/What is IC/BPS
What is IC/BPS2017-01-12T12:30:28+00:00

Why Is My Bladder Hurting?

If you’re a typical IC patient, you have probably assumed that you were struggling with repetitive bladder infections. Maybe once or twice a year or maybe even monthly, some patients share that they’ve had these bladder episodes for years and were often treated with antibiotics. Now that your symptoms have worsened AND you’ve gotten back  negative lab tests,  you may have been diagnosed of interstitial cystitis or chronic non-bacterial prostatitis.

For over 100 years, IC was assumed to be a defect of the bladder lining. In 2017, we no longer consider IC is a bladder disease, but rather a syndrome that involves the bladder, the pelvic floor muscles, nerves and other structures in the pelvis.

How Does IC Begin

Think of IC more as an injury rather than an illness.

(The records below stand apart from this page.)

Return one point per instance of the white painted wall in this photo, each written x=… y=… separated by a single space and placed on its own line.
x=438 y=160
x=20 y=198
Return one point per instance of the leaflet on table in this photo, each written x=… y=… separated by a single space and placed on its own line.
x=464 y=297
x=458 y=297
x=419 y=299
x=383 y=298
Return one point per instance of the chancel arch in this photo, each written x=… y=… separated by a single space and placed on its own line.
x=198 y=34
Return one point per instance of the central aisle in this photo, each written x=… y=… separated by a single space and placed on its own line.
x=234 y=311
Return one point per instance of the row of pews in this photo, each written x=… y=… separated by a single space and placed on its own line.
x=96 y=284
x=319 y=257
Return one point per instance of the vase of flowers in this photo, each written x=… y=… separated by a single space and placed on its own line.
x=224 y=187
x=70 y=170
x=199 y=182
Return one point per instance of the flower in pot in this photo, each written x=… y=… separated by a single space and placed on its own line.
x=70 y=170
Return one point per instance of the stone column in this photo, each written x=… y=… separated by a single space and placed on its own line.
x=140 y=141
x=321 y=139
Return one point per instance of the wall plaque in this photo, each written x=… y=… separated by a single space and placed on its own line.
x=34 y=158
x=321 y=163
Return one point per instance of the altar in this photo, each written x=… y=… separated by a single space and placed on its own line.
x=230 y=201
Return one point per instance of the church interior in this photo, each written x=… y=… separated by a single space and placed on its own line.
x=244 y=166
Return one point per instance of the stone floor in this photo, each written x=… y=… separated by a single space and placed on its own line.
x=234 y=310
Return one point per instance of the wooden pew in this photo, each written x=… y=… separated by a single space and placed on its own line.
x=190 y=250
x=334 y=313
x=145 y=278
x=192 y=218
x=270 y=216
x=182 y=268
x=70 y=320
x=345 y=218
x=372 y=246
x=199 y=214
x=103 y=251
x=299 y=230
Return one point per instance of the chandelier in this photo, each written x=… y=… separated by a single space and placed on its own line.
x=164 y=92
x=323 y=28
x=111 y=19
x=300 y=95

Some patients symptoms begin after some type of trauma to the bladder, such as chemotherapy, radiation. a bladder or urinary tract infection (UTI) or even a decade of drinking diet sodas, coffees.  When the bladder lining is damaged, urine can penetrate deeply into the tissue where it causes irritation and inflammation and triggers the classic symptoms of frequency, urgency and pain.

Yet, other patients experience IC symptoms after an injury to their pelvic floor muscles. If you had a traumatic childbirth, experienced a pelvic floor muscle injury, had pelvic surgeries (i.e. hysterectomy, bladder suspension), have a history of athletics (i.e. bike riding, gymnastics, ice skating, etc.) and/or were a victim of sexual abuse, then your pelvic floor muscles may have been injured.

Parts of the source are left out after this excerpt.